Home – Often people will add their home as a venue.  Private venues are in the works that only the creator and friends will see which would be perfect for home locations.  Until this is live and if you choose to add your home please remember you will need to follow a few simple basic rules to add some privacy for the venue:

  1. Do not put your real home address as the location
  2. Do not title it as “Home”
  3. Make sure the pin locator is not directly on your house.  If you don’t put your real address in there this will likely be a random placement on your street or neighborhood.
  4. To get “credit” for the check-in it will need to be within 250 meters of your actual home so just set the pin point nearby and test it to make sure it is within range, but not very close.
  5. Come up with a creative name for the location that doesn’t involve “Home” or your last name as public venues are searchable in Foursquare.
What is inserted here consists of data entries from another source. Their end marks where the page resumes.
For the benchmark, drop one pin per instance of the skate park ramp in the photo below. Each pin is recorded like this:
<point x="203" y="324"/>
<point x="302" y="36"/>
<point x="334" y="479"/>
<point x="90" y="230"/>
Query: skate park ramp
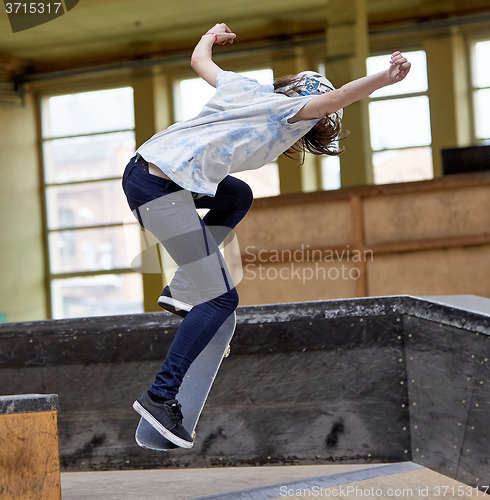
<point x="372" y="381"/>
<point x="386" y="481"/>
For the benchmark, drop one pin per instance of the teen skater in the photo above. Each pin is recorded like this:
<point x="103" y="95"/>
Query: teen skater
<point x="244" y="126"/>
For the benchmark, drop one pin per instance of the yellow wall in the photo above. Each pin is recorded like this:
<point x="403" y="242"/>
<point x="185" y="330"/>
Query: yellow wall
<point x="22" y="290"/>
<point x="424" y="238"/>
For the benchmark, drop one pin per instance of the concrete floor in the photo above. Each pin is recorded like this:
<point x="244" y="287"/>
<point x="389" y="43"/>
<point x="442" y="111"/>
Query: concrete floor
<point x="184" y="484"/>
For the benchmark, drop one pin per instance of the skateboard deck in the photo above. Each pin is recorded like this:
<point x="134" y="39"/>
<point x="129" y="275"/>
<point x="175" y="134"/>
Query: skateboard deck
<point x="194" y="389"/>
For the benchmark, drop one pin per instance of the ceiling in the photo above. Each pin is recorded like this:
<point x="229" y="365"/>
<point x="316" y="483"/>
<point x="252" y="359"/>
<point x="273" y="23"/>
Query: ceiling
<point x="98" y="32"/>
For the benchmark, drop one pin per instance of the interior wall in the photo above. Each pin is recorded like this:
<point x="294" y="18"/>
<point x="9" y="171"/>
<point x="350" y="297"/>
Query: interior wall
<point x="22" y="290"/>
<point x="420" y="238"/>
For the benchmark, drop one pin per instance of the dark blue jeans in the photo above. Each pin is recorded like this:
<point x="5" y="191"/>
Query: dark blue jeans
<point x="169" y="213"/>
Let’s also take a look at “Linked Accounts” which is found on the Settings page.  Why would you link your Facebook and Twitter accounts to Foursquare?  This allows you to easily share your check-ins, when you become mayor, and when you unlock a badge automatically to your Twitter and/or Facebook feeds to keep your other friends/followers informed about what you are up to.  Many times sharing this will create some great dialogue with folks on other platforms about where you are at, the mayorship you just won/lost, or the badge you unlocked.  You can select what information you would like to auto-feed to each of these applications and can choose one or all of the following: Check-ins, Become Mayor, and Unlock a Badge.
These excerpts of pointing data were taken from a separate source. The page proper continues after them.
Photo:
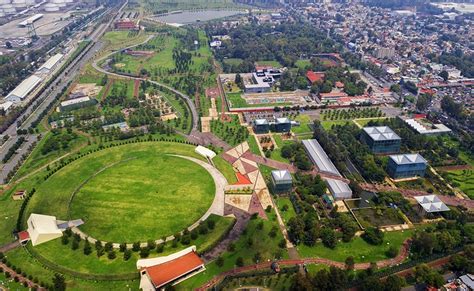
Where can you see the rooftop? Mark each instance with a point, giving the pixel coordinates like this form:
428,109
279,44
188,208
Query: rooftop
379,133
431,203
281,175
25,87
319,157
169,271
339,189
406,159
Some things to consider with auto-sharing of your activity:

  • Feed clutter – If you are a heavy foursquare user and check-in a lot over the course of a day, you may not want to share all of your check-ins to Twitter and Facebook.  A lot of your followers/friends may find this to be extremely annoying and spam-like.  If you are interested in a happy medium between all and none, I would suggest maybe just sending when you unlock a badge or become mayor.  Typically, these two actions will create some dialogue and don’t occur very often so they won’t clutter up feeds.  You can also disable sending all check-ins to a linked account, but can choose manually at each checkin if you want to share.  This is useful as sometimes you will want to update other friends not on Foursquare with what you are up to.
  • Privacy – Now let’s say you are very concerned about privacy and have taken all of the steps above to limit who sees your Foursquare activity…but you send all of your check-ins to Twitter and Facebook where you have a large number of followers/friends who you don’t know (or know well enough to want them to find you).  If you send it to Twitter, it then becomes searchable as Tweets are public (unless you have a private account) and if you didn’t follow the advice on how to properly hide your “Home” then you will be opening yourself up for a lot of potential problems.  You can take all the care in the world on being private in Foursquare, but if you broadcast it to open applications then it will still be public information.

As with all online activity, there are going to be privacy concerns.  Even with applications like Foursquare, you can take steps to minimize your public exposure.  This list is by no means complete and I welcome other ideas you may have to assist users.